Deimos, drugi z księżyców Marsa, jest od niego znacznie mniejszy. Mówimy w tym przypadku o rozmiarach rzędu 15 x 12 x 10 km. Niewielkie rozmiary, jak i nieregularny kształt księżyca od początku sprawiały, że naukowcy podejrzewali, iż tak naprawdę nie powstał on w pobliżu Marsa, a jest jedynie przechwyconą przez niego planetoida z Pasa Głównego. Deimos krąży wokół Marsa po niemal kołowej orbicie w odległości ok. 24 000 km od Marsa. Dzięki temu, w przeciwieństwie do swojego brata, porusza się po marsjańskim niebie ze wschodu na zachód. Księżyc ten posiada pokryty jest licznymi kraterami, z czego największe mają średnice rzędu 3 kilometrów. Nie zmienia to faktu, że z orbity Deimos wygląda na niezwykle gładki, za co akurat odpowiada gruba warstwa regolitu pokrywająca powierzchnię całego księżyca. O ile dotychczas mieliśmy względnie wyraźne zdjęcia Fobosa, to Deimos zawsze pozostawał gdzieś w tle.

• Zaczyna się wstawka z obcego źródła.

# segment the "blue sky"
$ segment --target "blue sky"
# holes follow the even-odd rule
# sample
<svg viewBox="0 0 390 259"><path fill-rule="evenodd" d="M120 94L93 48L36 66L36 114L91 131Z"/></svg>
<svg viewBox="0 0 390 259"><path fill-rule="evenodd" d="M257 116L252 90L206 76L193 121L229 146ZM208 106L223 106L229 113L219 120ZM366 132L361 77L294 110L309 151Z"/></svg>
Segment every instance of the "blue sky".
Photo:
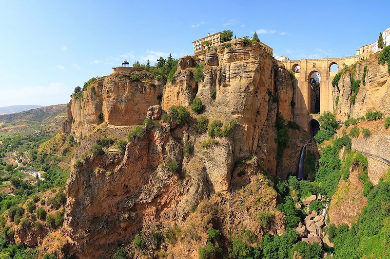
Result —
<svg viewBox="0 0 390 259"><path fill-rule="evenodd" d="M124 59L192 54L192 41L224 29L237 37L257 31L274 55L353 55L390 27L389 7L388 0L1 0L0 106L67 103L75 86Z"/></svg>

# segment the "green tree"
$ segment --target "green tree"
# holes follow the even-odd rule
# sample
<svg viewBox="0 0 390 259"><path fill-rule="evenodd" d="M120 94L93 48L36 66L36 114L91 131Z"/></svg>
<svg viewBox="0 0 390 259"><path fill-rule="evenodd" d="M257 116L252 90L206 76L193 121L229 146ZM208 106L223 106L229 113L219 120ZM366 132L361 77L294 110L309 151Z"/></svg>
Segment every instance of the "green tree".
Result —
<svg viewBox="0 0 390 259"><path fill-rule="evenodd" d="M224 30L221 34L221 42L226 42L232 39L233 32L230 30Z"/></svg>
<svg viewBox="0 0 390 259"><path fill-rule="evenodd" d="M256 42L260 42L260 39L259 38L258 36L257 36L257 33L256 32L254 32L254 33L253 34L252 39Z"/></svg>
<svg viewBox="0 0 390 259"><path fill-rule="evenodd" d="M383 37L382 35L382 33L379 33L379 38L378 39L378 48L383 49Z"/></svg>

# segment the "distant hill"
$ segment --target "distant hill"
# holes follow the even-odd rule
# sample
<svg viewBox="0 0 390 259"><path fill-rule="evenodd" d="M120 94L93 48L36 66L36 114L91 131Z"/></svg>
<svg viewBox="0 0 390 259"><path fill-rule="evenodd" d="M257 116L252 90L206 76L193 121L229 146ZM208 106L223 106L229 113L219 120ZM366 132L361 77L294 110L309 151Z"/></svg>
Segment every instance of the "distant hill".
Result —
<svg viewBox="0 0 390 259"><path fill-rule="evenodd" d="M27 106L33 105L23 105ZM42 121L49 118L54 118L66 112L66 104L43 106L30 109L17 113L0 115L0 121L3 123L12 122L13 124L20 121Z"/></svg>
<svg viewBox="0 0 390 259"><path fill-rule="evenodd" d="M44 107L41 105L13 105L0 107L0 114L10 114Z"/></svg>

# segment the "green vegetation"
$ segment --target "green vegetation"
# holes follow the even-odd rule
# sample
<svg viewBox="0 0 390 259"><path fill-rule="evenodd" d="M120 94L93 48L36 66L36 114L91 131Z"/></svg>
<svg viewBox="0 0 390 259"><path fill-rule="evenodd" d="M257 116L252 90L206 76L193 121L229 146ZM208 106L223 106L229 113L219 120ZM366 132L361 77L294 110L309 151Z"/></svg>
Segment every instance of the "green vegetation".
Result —
<svg viewBox="0 0 390 259"><path fill-rule="evenodd" d="M367 74L367 66L365 66L364 69L363 71L363 76L362 76L362 81L363 82L363 85L366 85L366 76Z"/></svg>
<svg viewBox="0 0 390 259"><path fill-rule="evenodd" d="M379 36L378 38L378 48L379 49L383 49L384 45L383 36L382 35L382 33L379 33Z"/></svg>
<svg viewBox="0 0 390 259"><path fill-rule="evenodd" d="M378 63L381 65L385 65L387 61L388 71L390 72L390 45L385 47L381 52Z"/></svg>
<svg viewBox="0 0 390 259"><path fill-rule="evenodd" d="M201 115L196 118L196 130L199 133L206 132L208 125L209 120L206 116Z"/></svg>
<svg viewBox="0 0 390 259"><path fill-rule="evenodd" d="M362 135L363 135L363 138L367 138L370 137L370 134L371 132L370 131L369 129L366 128L362 128Z"/></svg>
<svg viewBox="0 0 390 259"><path fill-rule="evenodd" d="M367 121L376 121L383 117L383 113L380 111L368 111L366 114Z"/></svg>
<svg viewBox="0 0 390 259"><path fill-rule="evenodd" d="M350 136L351 138L357 138L360 134L360 131L357 126L354 126L350 131Z"/></svg>
<svg viewBox="0 0 390 259"><path fill-rule="evenodd" d="M102 146L98 144L94 145L92 146L92 148L91 149L91 152L95 156L104 155L105 153L104 151L103 150Z"/></svg>
<svg viewBox="0 0 390 259"><path fill-rule="evenodd" d="M223 128L221 128L223 125ZM237 126L237 122L235 120L231 120L224 124L220 121L213 121L209 125L208 135L212 138L215 137L226 137L231 131Z"/></svg>
<svg viewBox="0 0 390 259"><path fill-rule="evenodd" d="M117 143L117 147L120 151L122 154L125 154L126 151L126 146L127 145L127 142L124 140L119 140Z"/></svg>
<svg viewBox="0 0 390 259"><path fill-rule="evenodd" d="M387 117L385 120L385 128L387 129L390 127L390 117Z"/></svg>
<svg viewBox="0 0 390 259"><path fill-rule="evenodd" d="M204 75L203 75L203 66L202 65L197 65L196 68L196 69L195 70L195 73L194 74L194 79L195 82L199 83L204 78Z"/></svg>
<svg viewBox="0 0 390 259"><path fill-rule="evenodd" d="M360 88L360 80L355 80L353 77L351 77L351 83L352 85L352 94L351 96L351 102L352 104L355 104L355 100Z"/></svg>
<svg viewBox="0 0 390 259"><path fill-rule="evenodd" d="M143 127L138 125L127 135L127 140L129 142L133 140L138 140L141 138L142 133L143 133Z"/></svg>
<svg viewBox="0 0 390 259"><path fill-rule="evenodd" d="M233 37L233 32L230 30L224 30L221 34L221 42L231 40Z"/></svg>
<svg viewBox="0 0 390 259"><path fill-rule="evenodd" d="M317 143L321 143L331 138L336 133L338 124L336 118L332 114L327 112L319 117L318 121L321 125L321 129L314 137L314 140Z"/></svg>
<svg viewBox="0 0 390 259"><path fill-rule="evenodd" d="M177 125L182 125L190 121L191 116L187 109L182 105L172 105L168 110L168 116L174 120Z"/></svg>
<svg viewBox="0 0 390 259"><path fill-rule="evenodd" d="M256 236L246 230L233 241L229 250L232 258L237 259L249 259L261 258L261 251L256 243Z"/></svg>
<svg viewBox="0 0 390 259"><path fill-rule="evenodd" d="M322 249L318 243L308 243L302 241L298 242L294 246L290 253L291 258L292 258L295 251L304 259L319 259L322 254Z"/></svg>
<svg viewBox="0 0 390 259"><path fill-rule="evenodd" d="M191 109L195 114L199 114L203 109L203 104L198 97L195 97L191 104Z"/></svg>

Najlepsze zdjęcia Deimosa od niemal pół wieku
Pierwsza emiracka sonda marsjańska Al-Amal (Nadzieja) przeleciała ostatnio w odległości zaledwie 100 kilometrów od Deimosa i wykonała wprost rewelacyjne zdjęcia tego mało znanego obiektu. Geometria samego przelotu była na tyle ciekawa, że sonda była w stanie sfotografować Deimosa także na tle tarczy Marsa. Wcześniej jedynie sonda Viking 2 w 1977 roku wykonała lepsze zdjęcia zbliżając się do Deimosa na odległość zaledwie 30 kilometrów.
Naukowcy analizujący zdjęcia i dane zebrane przez sondę Al-Amal publikując zdjęcia podzielili się z przedstawicielami mediów ciekawymi informacjami. Według nich zdjęcia wskazują, że Deimos – wbrew przypuszczeniom – nie jest planetoidą przechwyconą przez Marsa z Pasa Głównego, a faktycznie powstał w bezpośrednim otoczeniu Marsa. Jak na razie jednak nie wiadomo, czy jest on odłamkiem powstałym w procesie rozbicia większego marsjańskiego księżyca, czy też jest on tak naprawdę fragmentem Marsa wybitym z jego powierzchni w jakimś kataklizmie. Odpowiedzi na pytanie o pochodzenie Fobosa i Deimosa naukowcy będą szukać, dopiero gdy na Ziemię dotrą próbki materii z powierzchni Fobosa zebrane przez przygotowywaną dopiero japońską misję kosmiczną MMX (Martian Moon Explorer).